Des lors, tout le monde du vélo va aller de sa réaction, Jean Marie Leblanc affirmant même naïvement « pourquoi l'équipe américaine n'a-t-elle pas utilisé les conteneurs pour déchets mis en place par la Société du Tour de France? », du coté de l’équipe visé, on arrive aux démentis habituelles. « Active-O-Whatever ?! » disait Lance Armstrong sur son site internet, pendant que Johan Bruynell retourne la situation en mettant en cause les médias français. Judiciairement, L’US Postal est attaquable car le produit est interdit en France, sauf que l’équipe via son avocat affirmera plus tard qu’elle avait reçu l’aval de l’Agence Française de Sécurité Sanitaire des Produits de Santé (AFSSAPS), qui est l’autorité compétente pour pouvoir importer un produit, et qu’elle utilisait l’Actovegin pour soigner les plaies dues aux chutes ainsi que le diabète d’un membre du staff, avant de conclure en disant qu’aucun coureur de l’équipe participant au Tour n’en a utilisé…
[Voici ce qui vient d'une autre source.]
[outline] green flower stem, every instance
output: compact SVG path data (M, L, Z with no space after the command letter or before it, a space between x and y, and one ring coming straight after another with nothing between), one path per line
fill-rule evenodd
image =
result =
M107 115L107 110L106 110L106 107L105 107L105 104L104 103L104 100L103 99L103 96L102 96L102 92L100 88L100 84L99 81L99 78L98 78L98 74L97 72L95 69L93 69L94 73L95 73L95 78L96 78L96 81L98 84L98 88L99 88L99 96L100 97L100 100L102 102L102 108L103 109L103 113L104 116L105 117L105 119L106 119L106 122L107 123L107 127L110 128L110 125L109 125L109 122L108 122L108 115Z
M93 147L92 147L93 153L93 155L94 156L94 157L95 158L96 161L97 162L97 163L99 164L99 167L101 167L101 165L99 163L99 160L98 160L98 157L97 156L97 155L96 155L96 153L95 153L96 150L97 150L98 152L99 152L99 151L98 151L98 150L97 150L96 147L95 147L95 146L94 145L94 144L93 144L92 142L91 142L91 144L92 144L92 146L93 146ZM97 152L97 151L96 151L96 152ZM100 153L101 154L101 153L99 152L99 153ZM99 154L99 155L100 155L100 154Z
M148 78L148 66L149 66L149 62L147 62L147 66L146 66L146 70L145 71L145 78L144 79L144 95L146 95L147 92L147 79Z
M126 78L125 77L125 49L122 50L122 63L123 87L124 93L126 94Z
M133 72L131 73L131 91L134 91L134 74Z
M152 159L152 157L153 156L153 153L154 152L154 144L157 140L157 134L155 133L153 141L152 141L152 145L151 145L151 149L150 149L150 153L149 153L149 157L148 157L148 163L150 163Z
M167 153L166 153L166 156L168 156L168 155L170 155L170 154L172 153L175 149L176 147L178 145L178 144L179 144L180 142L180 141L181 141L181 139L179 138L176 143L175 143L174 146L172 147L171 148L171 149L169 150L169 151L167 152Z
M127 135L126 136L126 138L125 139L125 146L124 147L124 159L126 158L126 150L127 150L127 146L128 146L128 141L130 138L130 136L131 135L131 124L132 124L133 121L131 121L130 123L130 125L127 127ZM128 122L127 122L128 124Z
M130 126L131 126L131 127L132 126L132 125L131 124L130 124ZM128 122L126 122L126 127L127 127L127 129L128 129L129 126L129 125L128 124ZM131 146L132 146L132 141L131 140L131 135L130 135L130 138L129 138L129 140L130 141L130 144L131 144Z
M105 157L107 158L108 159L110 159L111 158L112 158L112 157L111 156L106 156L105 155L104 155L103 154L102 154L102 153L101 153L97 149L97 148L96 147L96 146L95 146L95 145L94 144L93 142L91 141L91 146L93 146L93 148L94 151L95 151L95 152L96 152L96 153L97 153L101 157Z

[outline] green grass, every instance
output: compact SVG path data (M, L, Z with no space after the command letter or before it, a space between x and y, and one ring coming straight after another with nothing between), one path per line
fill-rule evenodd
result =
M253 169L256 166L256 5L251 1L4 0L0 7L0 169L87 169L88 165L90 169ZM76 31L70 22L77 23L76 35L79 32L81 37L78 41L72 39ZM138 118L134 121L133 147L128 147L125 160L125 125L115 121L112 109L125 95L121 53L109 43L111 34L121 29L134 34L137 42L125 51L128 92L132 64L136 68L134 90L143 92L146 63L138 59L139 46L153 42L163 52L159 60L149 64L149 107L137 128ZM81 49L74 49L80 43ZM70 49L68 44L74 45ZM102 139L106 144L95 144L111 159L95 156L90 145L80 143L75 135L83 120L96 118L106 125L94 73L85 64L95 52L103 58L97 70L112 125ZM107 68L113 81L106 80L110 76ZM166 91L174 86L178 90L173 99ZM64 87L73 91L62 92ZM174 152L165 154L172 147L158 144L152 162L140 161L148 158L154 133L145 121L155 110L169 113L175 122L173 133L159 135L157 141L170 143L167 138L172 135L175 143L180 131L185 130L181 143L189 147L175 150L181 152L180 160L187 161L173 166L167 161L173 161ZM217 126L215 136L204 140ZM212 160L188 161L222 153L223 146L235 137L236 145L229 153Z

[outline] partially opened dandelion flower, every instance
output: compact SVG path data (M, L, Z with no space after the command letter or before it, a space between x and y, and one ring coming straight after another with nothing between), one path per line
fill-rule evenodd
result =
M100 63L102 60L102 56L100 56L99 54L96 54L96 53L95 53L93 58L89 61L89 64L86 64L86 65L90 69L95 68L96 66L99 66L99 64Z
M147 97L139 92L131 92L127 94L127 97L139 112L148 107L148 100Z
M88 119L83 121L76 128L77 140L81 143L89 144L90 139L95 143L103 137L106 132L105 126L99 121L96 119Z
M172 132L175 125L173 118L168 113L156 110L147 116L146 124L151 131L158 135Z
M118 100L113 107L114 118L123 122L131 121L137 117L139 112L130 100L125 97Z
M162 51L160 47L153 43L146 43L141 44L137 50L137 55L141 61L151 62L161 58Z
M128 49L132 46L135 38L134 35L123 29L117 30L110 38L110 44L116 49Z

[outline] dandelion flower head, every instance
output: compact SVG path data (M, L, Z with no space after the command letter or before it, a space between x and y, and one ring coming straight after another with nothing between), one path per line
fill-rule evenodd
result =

Une sortie indemneL’US Postal s’en est sorti. Pour cause, les flacons de l’ensemble des produits étaient vides, aucun produit dopant n’a pu ainsi être identifié. Par ailleurs, les échantillons d’urines et de sang récupérés sur les divers contrôles effectués lors du Tour de France 2000, et analysés par l’UCI ne montrent rien d’anormal et aucune loi n’empêche d’avoir recours à du matériel de transfusion. Lorsque la partie adverse demande la réanalyse de ces échantillons par un professeur indépendant au sein du laboratoire Toxlab, les avocats de l’US Postal ne vont pas avoir de mal à entériner la demande, faute d’accusation spécifique contre l’équipe et à contrario de preuves, et vont obtenir un non lieu, un an et demi plus tard.
Des faits qui en rappellent d'autresAujourd’hui, on pourrait comparer cette affaire celle qu’est en train de secouer Astana. Des faits similaires, et à la fin peut être, un jugement similaire. Tout comme 8 ans auparavant, le parquet de Paris a ouvert une enquête préliminaire et devrait normalement ouvrir une information judiciaire. Selon le rapport des enquêteurs de l'Oclaesp (NDLR : Office central de lutte contre les atteintes à l’environnement et à la santé publique), du matériel de perfusion ont été saisis dans les poubelles et chambres d’hôtel, ainsi que divers antihypertenseurs, qui sont utilisés entre autre, pour traiter l'hypertension artérielle que peut engendrer une transfusion sanguine ou une prise d'EPO. Ils ont pu faire analyser ces seringues par Toxlab, le même laboratoire qui n'a pu avoir l'occasion d'analyser certains échantillons, quelques années auparavant. Ils ont pu ainsi dresser sept profils génétiques de personnes différentes. Et cette fois ci, une loi est la pour appuyer la démarche judiciaire des enquêteurs, la loi du 3 Juillet 2008 touchant la lutte contre le trafic de produit dopant, et dont l’usage de matériel de perfusion est tout bonnement interdit. Maintenant la balle est dans le camp du parquet de Paris, et de l’UCI, qui si elle ne transmet pas les données sanguines des différents coureurs d’Astana, pourrait étouffer l’affaire dans l’œuf, et alimenter encore un peu plus les rumeurs d’une corrélation entre la Fédération et Lance Armstrong.